The main purpose is to protect the cliff conductor from mechanical external force (r), and the second use is to 1st
The resultant bonding force of the mold resin is significantly improved (-2) when using auxiliary fins (-2), and when peeling force is applied, the conventional structure will cause tensile force on the semiconductor chip. Due to the use of auxiliary fins, the burden of tensile force will be applied to the high melting point between the auxiliary fins and the cooling fins. , the mechanical strength and reliability of the entire device will be balanced.In addition, the higher melting point of the half-mouth filter will improve reliability during product operation and extend lifespan. In addition, the cooling effect is improved by the effect of the auxiliary fins, and the junction temperature Tj can be lowered at the same full current rating.
・:l(i, 1. When used at λ degree Tj, the DC rating can be increased, so the cost reduction effect is
, 1. Semiconductor devices with remarkable improvement effects in terms of quality and reliability are f! It has the advantage of being measured.

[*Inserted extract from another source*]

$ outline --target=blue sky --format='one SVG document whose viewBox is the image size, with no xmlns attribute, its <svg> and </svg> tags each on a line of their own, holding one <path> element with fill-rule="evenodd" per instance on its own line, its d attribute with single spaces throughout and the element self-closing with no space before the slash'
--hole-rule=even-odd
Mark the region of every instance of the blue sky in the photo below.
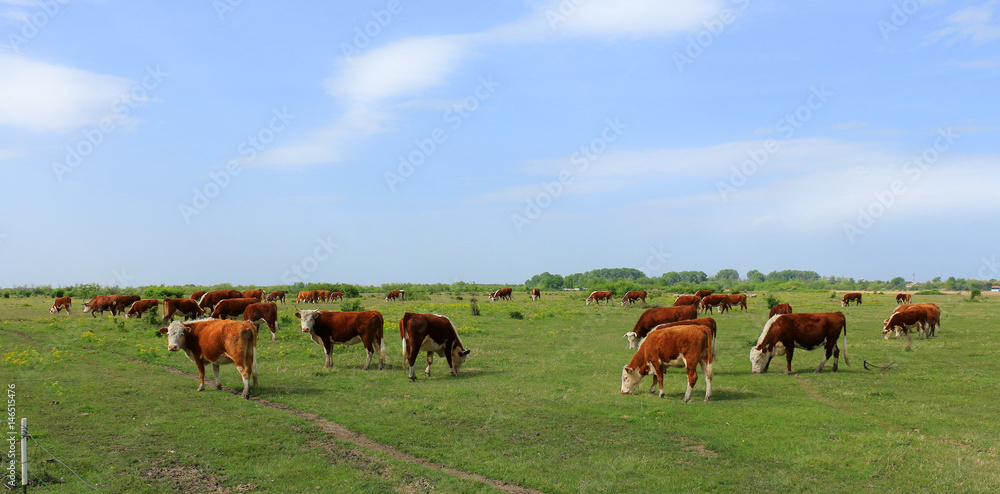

[Brief explanation of the drawing]

Figure 1 is a parent diagram of a conventional molded three-phase diode bridge, and Figure 2 is a diagram of a conventional molded diode bridge.
3 and 4 are partial cross-sectional views of a conductor device d obtained by an embodiment of the present invention, and FIG.
Fig. 6 is a perspective view of the t-constant auxiliary fin used in Figs. It is a front view showing the installation state. In the figure, 1 is an external lead, 2 is a gobogishi resin, and 6 (':l
Auxiliary fins, γ are diode chips, and 8a to 8c are high I unique solder fillers. iJ t,, i, the same in the figure.
The archery is the same, or the rc shows a considerable part of the 1° agent! lIf Shin - (1 other person) 1st
Figure 2? Figure 3 Figure 4 Hand qzo: Amendment (spontaneous) 1. Incident display: IQ
1 No. 2, Title of the invention (4, Method for manufacturing a semiconductor device 3, Amendment -4, Representative Katayama 1-Yabe 4, Agent 53 Detailed description of the invention of the subject matter of the amendment -1) and Column 6 of brief explanation of drawings, contents of supplement iJE (1) In the second page, line 2 of the specification, [J for automobile is corrected to 1゛for automobile.'' (2) Similarly, page 5, 13.15 "Epoxy resin 2" in the row
is supplemented with "mold resin 2". (3) Similarly, ``Epoxy resin 2'' on page 8, line 3 is supplemented with ``Mall I Resin 2''(11'). Below 1-

Claims (1)

[Claims] An auxiliary fin is fixed to the cooling fin through a high melting point solder solder, and a semiconductor chip is fixed to the auxiliary fin through a high melting point solder or directly to the cooling fin. A step of fixing the external leads to the semiconductor chip by thermocompression bonding via a filter, and then fixing the external leads to the semiconductor chip by thermocompression bonding via a high melting point solder solder, and then simultaneously fusing and fixing each of the high melting point solder fillers. 19. A method of manufacturing a semiconductor device, comprising the steps of: (19) sealing the external leads and auxiliary fins with a resin in a state in which a portion is exposed.